Many discrete components in the RF section of
mobile phones have been replaced by advanced RFIC
technology and system architecture in the past years.
This is especially true for discrete low noise amplifiers
(LNAs) and for intermediate frequency (IF) filters in
receivers which have been swallowed by the RFICs.
Even though further steps in monolithic integration of
RF-functions into standard BiCMOS or CMOS ICs
are anticipated there are several types of
RF-components which cannot be integrated easily.
Among these components are the RF-filters. All
mobile phones need RF-filters to protect the sensitive
receive (Rx) path from interference by transmit (Tx)
signals from other users and noise from various RF
sources. The minimum Rx signal strength at which a
phone must still operate can be 120 dB lower than the
strength of interfering signals. No affordable
preamplifier will generate sufficiently small
intermodulation effects to deal with such a situation.
Bulk-Acoustic-Wave (BAW) respectively
Film-Bulk-Acoustic-Resonator (FBAR) filters are
determined to replace conventional RF-filters in the
mobile phones as they have now evolved in
performance beyond Surface-Acoustic-Wave (SAW)
filters and can be manufactured in a very cost
competitive way using standard IC manufacturing
[40]
.
We are convinced that the convergence between
MEMS and advanced IC's will result to very
innovative architecture featuring enhanced
performances in the future trend.

V Conclusion
RFICs are the critical components of the terminal
hardware, processing the signal coming from the
terminal antenna and delivering bits to the digital data
receiver.
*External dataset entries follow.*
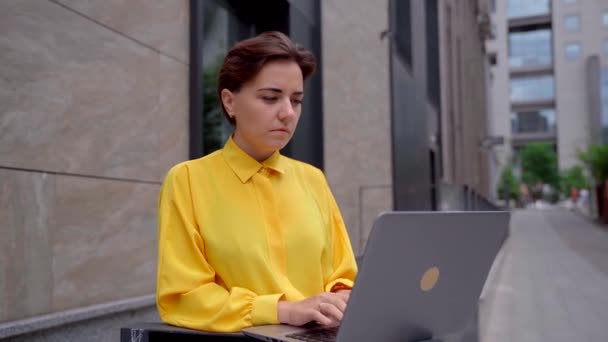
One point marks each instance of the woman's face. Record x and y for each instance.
(267, 108)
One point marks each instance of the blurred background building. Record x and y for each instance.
(548, 77)
(99, 99)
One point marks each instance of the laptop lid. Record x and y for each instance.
(421, 277)
(422, 274)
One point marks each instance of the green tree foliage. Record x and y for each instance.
(596, 160)
(573, 178)
(539, 165)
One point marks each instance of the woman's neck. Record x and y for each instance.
(250, 149)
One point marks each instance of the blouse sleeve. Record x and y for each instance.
(187, 294)
(344, 265)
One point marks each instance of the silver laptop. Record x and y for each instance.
(421, 278)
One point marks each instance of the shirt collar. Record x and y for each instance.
(244, 166)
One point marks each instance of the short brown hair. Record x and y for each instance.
(246, 58)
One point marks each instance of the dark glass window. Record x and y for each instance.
(530, 49)
(604, 95)
(536, 88)
(528, 8)
(221, 29)
(535, 121)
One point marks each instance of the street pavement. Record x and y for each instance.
(549, 282)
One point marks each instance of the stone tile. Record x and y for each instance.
(76, 97)
(374, 200)
(25, 254)
(173, 125)
(356, 122)
(104, 240)
(163, 24)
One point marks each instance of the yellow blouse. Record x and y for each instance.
(236, 236)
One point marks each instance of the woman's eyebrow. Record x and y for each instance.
(279, 91)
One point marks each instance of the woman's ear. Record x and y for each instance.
(228, 101)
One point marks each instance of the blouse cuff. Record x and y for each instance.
(339, 284)
(264, 309)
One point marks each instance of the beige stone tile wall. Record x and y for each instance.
(356, 107)
(93, 112)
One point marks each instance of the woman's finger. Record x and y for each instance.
(331, 311)
(337, 301)
(320, 318)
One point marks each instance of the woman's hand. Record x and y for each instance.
(326, 309)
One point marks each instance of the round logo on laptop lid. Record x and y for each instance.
(429, 279)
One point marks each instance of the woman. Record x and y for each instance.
(246, 235)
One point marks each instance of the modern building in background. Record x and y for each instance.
(548, 77)
(99, 99)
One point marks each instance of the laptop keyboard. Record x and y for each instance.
(316, 335)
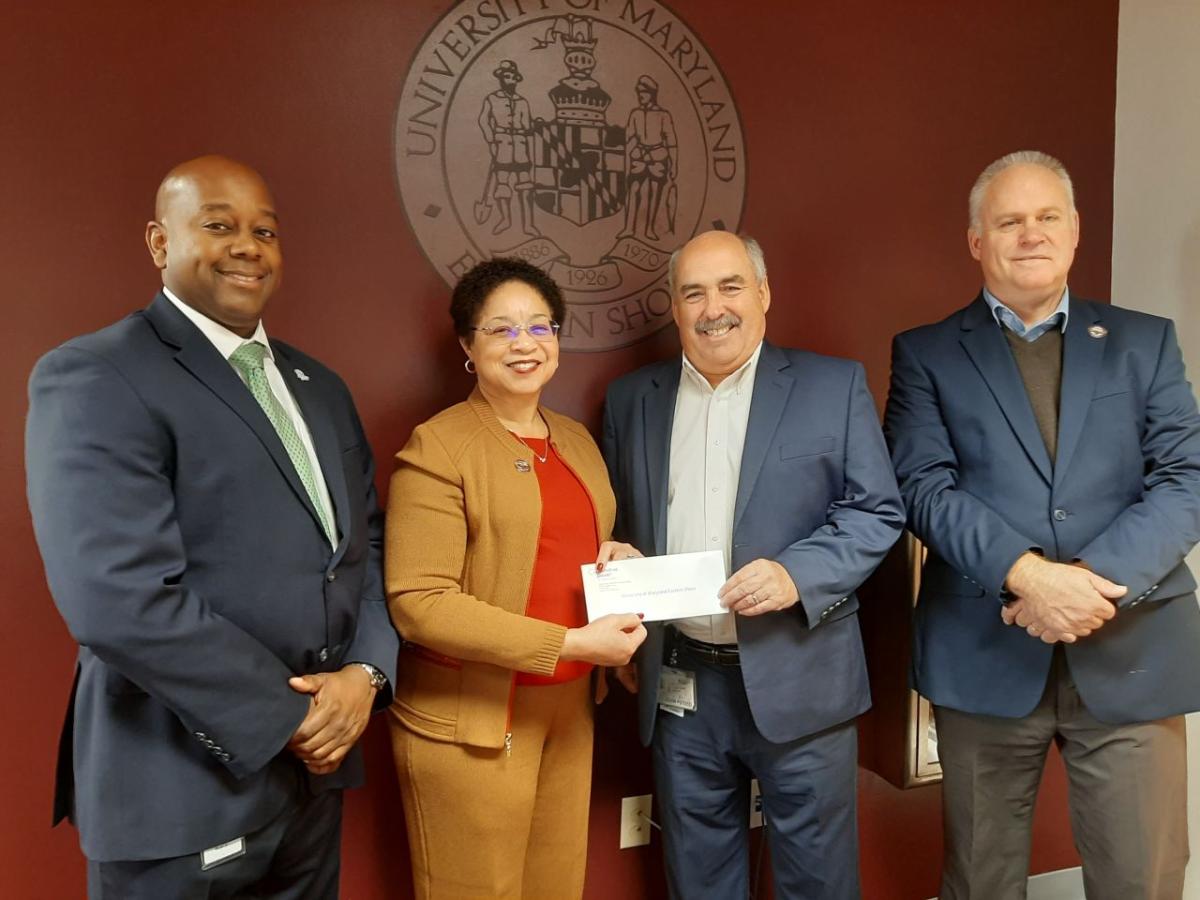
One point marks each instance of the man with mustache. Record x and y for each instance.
(774, 457)
(1048, 449)
(204, 503)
The ideal goal of a low-cost single-chip
radio is becoming increasingly plausible, as research
groups from all over the world are dedicated to
developing improved techniques for minimizing the
limitations of integrated circuit technology for the
wide variety of functions required of a radio unit. The
choice of technology to implement these radios is
complicated by a variety of factors, including
performance in each of the critical functional areas, as
well as final production price and time to market.